[Bug] Fixed-function pipeline draw calls occasionally fail to fully render on GeForce GTX 1060, causing flickering

I am the primary developer of a game which uses a UI and animation library that utilizes the OpenGL fixed-function pipeline underlyingly. This has functioned without issue for years but when I recently upgraded my development machine to one with a GeForce GTX 1060, previously stable parts of the game began to suffer very intrusive visual flicker.

(I realize the use of the fixed-function pipeline has been deprecated for some time, but the library is deeply integrated into the game’s existing codebase and served its function perfectly for many years until now – and presumably legacy code should not abruptly stop working properly on modern GPUs.)

The crux of the problem is that intermittently (sometimes once every few minutes, but other times as many as several per second), a single frame will be rendered incorrectly in very a characteristic way as seen in this screenshot.

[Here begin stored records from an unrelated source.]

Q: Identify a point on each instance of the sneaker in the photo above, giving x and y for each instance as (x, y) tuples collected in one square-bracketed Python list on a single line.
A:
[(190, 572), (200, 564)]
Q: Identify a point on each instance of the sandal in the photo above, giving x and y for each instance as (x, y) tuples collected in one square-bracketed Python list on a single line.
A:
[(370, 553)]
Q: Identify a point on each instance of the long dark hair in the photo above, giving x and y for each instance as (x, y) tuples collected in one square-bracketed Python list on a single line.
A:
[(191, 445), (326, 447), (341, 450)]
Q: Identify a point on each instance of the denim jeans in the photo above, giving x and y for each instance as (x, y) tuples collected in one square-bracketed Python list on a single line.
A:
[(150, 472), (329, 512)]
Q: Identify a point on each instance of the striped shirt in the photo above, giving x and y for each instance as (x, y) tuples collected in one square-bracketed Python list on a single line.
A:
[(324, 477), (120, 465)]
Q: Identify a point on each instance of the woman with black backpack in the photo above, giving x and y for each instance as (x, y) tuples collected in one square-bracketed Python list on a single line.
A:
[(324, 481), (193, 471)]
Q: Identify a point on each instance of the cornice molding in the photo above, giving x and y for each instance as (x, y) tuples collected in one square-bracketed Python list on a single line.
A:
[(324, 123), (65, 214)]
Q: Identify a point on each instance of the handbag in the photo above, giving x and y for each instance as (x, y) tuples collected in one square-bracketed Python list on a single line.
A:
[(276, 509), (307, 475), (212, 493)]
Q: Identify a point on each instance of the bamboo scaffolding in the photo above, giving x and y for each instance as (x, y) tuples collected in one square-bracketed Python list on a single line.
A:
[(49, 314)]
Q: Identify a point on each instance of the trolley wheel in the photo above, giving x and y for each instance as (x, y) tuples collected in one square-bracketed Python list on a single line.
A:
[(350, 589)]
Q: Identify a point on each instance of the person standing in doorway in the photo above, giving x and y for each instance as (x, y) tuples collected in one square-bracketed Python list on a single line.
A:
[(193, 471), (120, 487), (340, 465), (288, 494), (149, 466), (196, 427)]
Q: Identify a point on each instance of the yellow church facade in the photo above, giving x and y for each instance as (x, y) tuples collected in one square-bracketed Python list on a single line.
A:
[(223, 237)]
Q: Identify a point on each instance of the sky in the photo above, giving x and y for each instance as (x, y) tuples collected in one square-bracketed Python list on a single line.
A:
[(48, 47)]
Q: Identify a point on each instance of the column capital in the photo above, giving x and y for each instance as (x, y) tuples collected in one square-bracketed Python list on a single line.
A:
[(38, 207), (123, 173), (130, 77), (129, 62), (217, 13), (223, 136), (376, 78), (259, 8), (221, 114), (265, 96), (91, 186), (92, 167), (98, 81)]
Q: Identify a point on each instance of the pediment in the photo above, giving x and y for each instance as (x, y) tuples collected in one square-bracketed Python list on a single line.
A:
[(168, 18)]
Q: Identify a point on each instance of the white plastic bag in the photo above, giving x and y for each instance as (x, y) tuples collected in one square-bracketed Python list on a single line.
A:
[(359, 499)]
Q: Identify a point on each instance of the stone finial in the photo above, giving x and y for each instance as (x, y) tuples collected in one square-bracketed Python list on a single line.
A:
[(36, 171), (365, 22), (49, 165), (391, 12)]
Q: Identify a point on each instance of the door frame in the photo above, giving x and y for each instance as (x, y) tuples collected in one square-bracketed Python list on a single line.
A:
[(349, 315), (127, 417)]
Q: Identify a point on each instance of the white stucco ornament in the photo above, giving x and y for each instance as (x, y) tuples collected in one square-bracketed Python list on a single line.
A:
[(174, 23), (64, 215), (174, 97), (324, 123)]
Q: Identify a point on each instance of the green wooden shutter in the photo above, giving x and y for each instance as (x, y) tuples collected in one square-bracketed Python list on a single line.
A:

All three images in the screenshot are from the same completely static test scene. There is no moving geometry or reordering of draw calls between frames; every frame should be 100% identical to every other and yet as you can see, they are not. From time to time, parts of the scene are skipped outright, even when draw calls which happen after them are not and even when the parts which are absent from one frame are found between the same pair of glBegin() and glEnd() statements as parts which are properly rendered.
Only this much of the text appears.